The loads can be represented in different ways. A qualitative representation has been available in the very well-known MIL standard since 1962. It describes the mission profile with rough allocations to the site, ranging from “ground” with the additions “benign,” “fixed” or “mobile” to “naval” and rocket launch, and launch from a cannon. In this case, each of these categories is assigned what is known as a π factor, with which the fault rate of a component determined for standard conditions is multiplied. The π factors are empirical parameters. They include both aging effects and the constant fault rate due to random failures. This representation already very efficiently fulfills the purpose of comparing the fault rates of different components and making estimating their applicability under various conditions possible. However, it is not suitable for determining the lifetime of a single element.

Quantitative considerations are made possible by means of aging models. These investigate the influence of a single stress variable on the service life of a component. To do this, all failure mechanisms that may be responsible for a fault must be considered and tested as to how they respond to changes in a stress variable. For example, aging processes often run faster at an elevated temperature. In this case, it is possible to deduce changes in the service life at different temperatures using the Arrhenius equation. An advantage of this approach is the direct quantifiability of the load and the at least theoretical transferability between different components, as long as the underlying physical failure mechanism remains the same.

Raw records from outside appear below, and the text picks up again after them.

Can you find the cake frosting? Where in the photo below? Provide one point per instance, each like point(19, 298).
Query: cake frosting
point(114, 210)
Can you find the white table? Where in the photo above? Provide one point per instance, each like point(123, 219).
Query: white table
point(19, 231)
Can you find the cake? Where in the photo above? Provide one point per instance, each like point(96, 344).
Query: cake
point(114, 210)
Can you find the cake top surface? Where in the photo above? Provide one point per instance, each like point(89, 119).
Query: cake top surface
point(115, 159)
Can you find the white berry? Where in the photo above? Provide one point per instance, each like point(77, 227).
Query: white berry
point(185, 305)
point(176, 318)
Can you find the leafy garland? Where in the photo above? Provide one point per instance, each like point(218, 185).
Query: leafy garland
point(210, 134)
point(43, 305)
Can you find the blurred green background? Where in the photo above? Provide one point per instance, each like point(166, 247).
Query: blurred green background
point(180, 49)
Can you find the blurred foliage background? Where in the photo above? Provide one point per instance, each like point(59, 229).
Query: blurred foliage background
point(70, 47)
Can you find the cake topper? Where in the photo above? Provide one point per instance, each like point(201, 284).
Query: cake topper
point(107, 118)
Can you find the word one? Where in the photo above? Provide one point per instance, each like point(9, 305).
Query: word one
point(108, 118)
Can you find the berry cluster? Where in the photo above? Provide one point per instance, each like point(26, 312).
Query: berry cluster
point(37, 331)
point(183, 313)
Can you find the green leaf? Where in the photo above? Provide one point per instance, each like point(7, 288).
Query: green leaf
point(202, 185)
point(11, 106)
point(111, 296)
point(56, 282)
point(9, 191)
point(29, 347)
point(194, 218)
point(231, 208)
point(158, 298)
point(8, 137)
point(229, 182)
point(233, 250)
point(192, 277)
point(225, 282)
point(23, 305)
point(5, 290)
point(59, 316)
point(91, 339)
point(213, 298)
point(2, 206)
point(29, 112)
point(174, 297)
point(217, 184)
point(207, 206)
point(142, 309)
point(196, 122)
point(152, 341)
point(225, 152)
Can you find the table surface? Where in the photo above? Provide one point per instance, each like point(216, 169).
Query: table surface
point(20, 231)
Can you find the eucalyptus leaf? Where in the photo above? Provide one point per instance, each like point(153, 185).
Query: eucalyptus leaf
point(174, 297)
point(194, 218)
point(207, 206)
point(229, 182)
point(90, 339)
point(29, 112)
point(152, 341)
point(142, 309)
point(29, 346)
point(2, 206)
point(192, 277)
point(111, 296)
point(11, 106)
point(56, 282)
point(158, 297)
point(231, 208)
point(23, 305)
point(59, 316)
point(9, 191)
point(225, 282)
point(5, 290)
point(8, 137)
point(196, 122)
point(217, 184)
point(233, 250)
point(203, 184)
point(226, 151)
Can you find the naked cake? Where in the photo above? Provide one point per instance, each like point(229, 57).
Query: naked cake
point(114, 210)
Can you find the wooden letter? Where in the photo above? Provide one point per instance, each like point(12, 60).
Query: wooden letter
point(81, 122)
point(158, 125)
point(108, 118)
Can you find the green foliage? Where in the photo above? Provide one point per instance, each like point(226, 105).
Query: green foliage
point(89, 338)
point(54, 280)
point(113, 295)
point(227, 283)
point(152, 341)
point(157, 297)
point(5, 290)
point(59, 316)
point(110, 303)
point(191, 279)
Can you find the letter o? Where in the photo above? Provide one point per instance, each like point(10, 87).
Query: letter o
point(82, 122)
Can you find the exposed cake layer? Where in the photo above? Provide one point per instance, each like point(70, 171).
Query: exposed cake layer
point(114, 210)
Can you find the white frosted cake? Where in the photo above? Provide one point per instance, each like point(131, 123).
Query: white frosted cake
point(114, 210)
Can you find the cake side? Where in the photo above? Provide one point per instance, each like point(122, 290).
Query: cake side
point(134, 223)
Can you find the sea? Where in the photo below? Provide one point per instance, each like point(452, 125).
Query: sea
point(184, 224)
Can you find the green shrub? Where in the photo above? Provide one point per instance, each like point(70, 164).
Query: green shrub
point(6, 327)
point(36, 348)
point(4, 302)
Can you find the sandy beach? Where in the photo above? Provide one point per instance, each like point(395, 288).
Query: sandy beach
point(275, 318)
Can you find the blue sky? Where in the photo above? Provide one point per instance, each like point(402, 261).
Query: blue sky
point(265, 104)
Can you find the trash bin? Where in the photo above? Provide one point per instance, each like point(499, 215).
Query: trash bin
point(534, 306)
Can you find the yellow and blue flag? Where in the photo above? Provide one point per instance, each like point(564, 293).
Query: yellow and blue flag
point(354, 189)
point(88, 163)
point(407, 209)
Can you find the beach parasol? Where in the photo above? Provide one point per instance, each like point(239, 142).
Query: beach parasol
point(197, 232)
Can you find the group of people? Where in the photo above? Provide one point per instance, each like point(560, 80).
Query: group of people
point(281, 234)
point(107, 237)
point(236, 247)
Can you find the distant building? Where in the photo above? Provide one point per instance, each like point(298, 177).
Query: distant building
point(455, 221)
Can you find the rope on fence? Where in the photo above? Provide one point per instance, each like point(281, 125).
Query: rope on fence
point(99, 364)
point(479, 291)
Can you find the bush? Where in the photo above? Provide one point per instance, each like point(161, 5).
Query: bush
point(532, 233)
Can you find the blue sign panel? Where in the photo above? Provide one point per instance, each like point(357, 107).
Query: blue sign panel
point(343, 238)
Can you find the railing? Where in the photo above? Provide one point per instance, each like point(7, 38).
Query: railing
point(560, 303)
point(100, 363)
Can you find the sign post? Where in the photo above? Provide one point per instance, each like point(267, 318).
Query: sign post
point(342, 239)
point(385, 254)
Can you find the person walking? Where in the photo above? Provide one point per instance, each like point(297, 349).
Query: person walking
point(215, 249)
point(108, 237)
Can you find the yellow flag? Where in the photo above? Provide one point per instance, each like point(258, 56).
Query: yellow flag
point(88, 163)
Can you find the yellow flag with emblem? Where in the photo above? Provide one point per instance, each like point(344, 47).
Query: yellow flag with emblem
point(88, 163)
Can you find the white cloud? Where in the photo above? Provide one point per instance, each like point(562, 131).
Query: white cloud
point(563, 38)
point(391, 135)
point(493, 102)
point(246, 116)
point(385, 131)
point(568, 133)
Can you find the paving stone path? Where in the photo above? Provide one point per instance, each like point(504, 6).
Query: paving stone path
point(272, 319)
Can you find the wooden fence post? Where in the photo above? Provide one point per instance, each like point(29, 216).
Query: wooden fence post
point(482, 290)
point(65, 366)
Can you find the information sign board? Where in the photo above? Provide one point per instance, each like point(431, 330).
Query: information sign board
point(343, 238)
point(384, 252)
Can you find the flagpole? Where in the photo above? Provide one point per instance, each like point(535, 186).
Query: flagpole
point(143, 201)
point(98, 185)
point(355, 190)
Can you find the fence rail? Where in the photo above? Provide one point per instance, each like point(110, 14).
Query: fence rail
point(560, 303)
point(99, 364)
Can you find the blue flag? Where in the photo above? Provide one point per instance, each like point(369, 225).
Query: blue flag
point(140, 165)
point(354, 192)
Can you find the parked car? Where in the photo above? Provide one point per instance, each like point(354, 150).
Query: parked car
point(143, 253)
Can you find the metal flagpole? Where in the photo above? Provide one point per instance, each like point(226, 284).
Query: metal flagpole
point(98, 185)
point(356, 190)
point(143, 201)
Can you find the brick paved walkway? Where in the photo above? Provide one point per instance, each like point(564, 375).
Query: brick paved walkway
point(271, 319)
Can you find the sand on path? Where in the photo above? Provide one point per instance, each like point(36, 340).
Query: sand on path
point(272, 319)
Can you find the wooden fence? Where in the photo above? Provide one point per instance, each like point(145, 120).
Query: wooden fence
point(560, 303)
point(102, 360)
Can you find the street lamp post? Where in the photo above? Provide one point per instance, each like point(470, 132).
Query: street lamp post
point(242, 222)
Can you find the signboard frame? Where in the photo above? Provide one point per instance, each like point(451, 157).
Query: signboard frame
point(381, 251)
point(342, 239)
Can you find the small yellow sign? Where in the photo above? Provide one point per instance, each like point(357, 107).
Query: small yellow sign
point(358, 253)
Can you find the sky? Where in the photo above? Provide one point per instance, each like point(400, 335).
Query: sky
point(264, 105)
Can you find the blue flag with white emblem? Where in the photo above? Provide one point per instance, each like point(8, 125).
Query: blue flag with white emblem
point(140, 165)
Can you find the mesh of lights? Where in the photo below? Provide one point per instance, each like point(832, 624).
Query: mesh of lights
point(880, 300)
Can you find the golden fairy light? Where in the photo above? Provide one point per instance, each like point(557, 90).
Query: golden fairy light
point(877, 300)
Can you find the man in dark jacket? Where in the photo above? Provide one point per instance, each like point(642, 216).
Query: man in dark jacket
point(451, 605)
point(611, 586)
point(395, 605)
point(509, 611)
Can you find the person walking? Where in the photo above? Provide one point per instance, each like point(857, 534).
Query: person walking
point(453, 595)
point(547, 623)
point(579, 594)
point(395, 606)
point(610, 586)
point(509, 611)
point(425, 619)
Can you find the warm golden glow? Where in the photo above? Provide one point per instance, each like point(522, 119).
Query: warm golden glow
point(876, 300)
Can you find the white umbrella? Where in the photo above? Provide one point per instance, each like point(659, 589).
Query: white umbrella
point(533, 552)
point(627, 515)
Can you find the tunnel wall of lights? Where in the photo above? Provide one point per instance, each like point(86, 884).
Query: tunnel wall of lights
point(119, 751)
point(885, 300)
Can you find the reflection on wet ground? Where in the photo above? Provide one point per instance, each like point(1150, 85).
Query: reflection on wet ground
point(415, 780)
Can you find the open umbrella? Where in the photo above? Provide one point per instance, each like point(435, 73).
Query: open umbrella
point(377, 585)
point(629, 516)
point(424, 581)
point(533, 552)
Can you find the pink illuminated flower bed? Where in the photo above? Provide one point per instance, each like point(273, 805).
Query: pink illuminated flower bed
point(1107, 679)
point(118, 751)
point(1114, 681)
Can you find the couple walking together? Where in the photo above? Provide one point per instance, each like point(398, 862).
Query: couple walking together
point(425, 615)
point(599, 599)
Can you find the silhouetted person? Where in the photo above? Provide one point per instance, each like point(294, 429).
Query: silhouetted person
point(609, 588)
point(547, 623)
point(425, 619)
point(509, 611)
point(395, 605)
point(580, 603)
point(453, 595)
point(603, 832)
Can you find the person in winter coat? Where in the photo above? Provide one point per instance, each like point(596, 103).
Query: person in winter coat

However, as a stress variable is virtually never constant in real applications, the principle of accumulated damage is applied. It is assumed that the temporal sequence of loads is irrelevant, and that only the total period that is spent in a stress state is decisive for aging. Thus, all times that an object has spent under a similar load can be added up, even if it was exposed to other stresses in between. Mission profiles can now be estimated relatively simply from known application data. Monitoring approaches to record real, individual mission profiles are also very easily possible by means of this, since only the temperature must be measured and few accumulating time values ​​must be stored.

Monitoring the stress variables that affect an individual electronic system becomes particularly attractive, however, if the time sequence of the stress variables is also to be included in the service life prediction. This makes it possible to consider recovery effects. For example, it may occur that an electronic system that spends the first half of its life at a low temperature and is then operated continuously at an elevated temperature fails significantly earlier than a system in which the two states alternate several times. On the other hand, the aging may also be accelerated by a frequent load change, which usually happens by stimulating an additional failure mechanism.

Complex aging models that determine the remaining service life of an electronic system from a variety of recorded variables and, in addition to this, take into account not only their variables but also their chronological order are currently not yet fully developed. Often, the overlapping of various physical aging mechanisms is too complex to make satisfactory reproduction in the laboratory possible, thus allowing the effects to be separated and individually modeled. For this reason, in recent years more and more monitoring approaches have been used, which record a large amount of data and correlate this data purely statistically with failures. However, this approach, which is not dissimilar to qualitative considerations, is no longer based on empirical values ​​but works with the help of AI and big data. For the future, the research field is seeking to develop so-called hybrid models that will combine the benefits of physical modeling and data-driven prediction of failure probability.

By this combination of classic methodology with the latest data processing methods, mission profiles will continue to retain their central role in the reliability assessment of electronic systems, even if they are continuously changing in terms of content.